Lui échange avec l’UCI sur une réflexion à mener sur une possible règlementation de la masse graisseuse pour pouvoir participer à une course. Rien n’existe encore à ce sujet, d’autant que chaque profil diffère. "Certaines coureuses avec une masse grasse à 15%, ce qui est très faible, vont avoir des règles et ça ne sera pas du tout inquiétant", explique-t-il. "D'autres coureuses auront une masse grasse plus élevée, à 17%, mais n'auront plus de règles. Et là, il faut s'inquiéter. On n'est pas tous égaux."

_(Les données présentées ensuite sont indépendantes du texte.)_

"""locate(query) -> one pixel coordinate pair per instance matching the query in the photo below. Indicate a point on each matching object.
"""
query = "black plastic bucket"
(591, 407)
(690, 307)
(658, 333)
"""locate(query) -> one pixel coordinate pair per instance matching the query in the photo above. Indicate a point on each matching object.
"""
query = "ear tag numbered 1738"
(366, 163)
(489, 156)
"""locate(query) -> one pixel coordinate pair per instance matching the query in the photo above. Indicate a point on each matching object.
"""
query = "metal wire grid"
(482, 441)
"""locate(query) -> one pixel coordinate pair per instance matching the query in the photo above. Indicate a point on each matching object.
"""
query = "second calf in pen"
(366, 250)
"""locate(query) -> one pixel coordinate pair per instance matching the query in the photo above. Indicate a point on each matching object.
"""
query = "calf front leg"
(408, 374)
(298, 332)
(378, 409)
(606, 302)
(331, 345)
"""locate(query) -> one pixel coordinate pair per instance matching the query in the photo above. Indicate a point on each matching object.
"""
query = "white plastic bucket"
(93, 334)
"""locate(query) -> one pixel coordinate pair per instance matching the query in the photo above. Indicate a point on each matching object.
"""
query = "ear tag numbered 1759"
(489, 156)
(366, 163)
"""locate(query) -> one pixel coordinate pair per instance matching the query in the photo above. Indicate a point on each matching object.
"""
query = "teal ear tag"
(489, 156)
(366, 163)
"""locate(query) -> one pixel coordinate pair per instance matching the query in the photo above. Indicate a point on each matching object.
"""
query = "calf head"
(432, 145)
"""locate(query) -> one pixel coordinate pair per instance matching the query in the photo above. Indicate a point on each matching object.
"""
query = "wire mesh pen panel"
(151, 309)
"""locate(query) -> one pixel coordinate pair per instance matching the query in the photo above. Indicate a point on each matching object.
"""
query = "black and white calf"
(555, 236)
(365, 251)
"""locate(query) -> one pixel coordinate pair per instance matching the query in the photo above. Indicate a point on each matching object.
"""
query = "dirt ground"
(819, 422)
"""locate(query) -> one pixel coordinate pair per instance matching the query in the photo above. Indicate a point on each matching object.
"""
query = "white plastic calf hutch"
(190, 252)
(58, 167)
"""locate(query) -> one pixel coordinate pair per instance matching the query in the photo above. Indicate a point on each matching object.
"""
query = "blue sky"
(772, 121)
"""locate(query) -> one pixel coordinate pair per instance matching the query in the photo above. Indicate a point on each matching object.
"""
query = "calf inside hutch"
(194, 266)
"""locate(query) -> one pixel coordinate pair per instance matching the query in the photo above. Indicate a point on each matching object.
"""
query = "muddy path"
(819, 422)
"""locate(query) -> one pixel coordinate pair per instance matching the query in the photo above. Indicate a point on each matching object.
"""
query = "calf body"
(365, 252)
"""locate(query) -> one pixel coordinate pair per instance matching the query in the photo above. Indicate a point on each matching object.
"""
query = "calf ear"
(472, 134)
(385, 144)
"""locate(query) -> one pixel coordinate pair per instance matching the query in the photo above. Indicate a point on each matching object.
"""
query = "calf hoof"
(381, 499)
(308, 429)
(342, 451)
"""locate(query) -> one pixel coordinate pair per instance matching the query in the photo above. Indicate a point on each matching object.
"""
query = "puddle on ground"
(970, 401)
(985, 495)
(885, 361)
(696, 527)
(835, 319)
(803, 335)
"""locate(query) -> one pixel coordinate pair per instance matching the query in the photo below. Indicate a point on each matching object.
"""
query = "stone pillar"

La pression des résultats pourrait être un facteur aggravant le phénomène de maigreur dans certaines équipes. Même si Mathieu Muller balaie cette approche chez Cofidis. "Absolument pas", tranche-t-il. "Ça fait quatre ans que je suis chez Cofidis, et j'ai toujours eu des directeurs sportifs, des managers, qui sont vraiment soucieux de préserver la santé de leurs athlètes. C’est vraiment un souci permanent. Dans les autres équipes, je ne peux pas vous dire, je ne sais pas. A la Fédération Française de Cyclisme, c'est vraiment un souci permanent de préserver la santé des athlètes."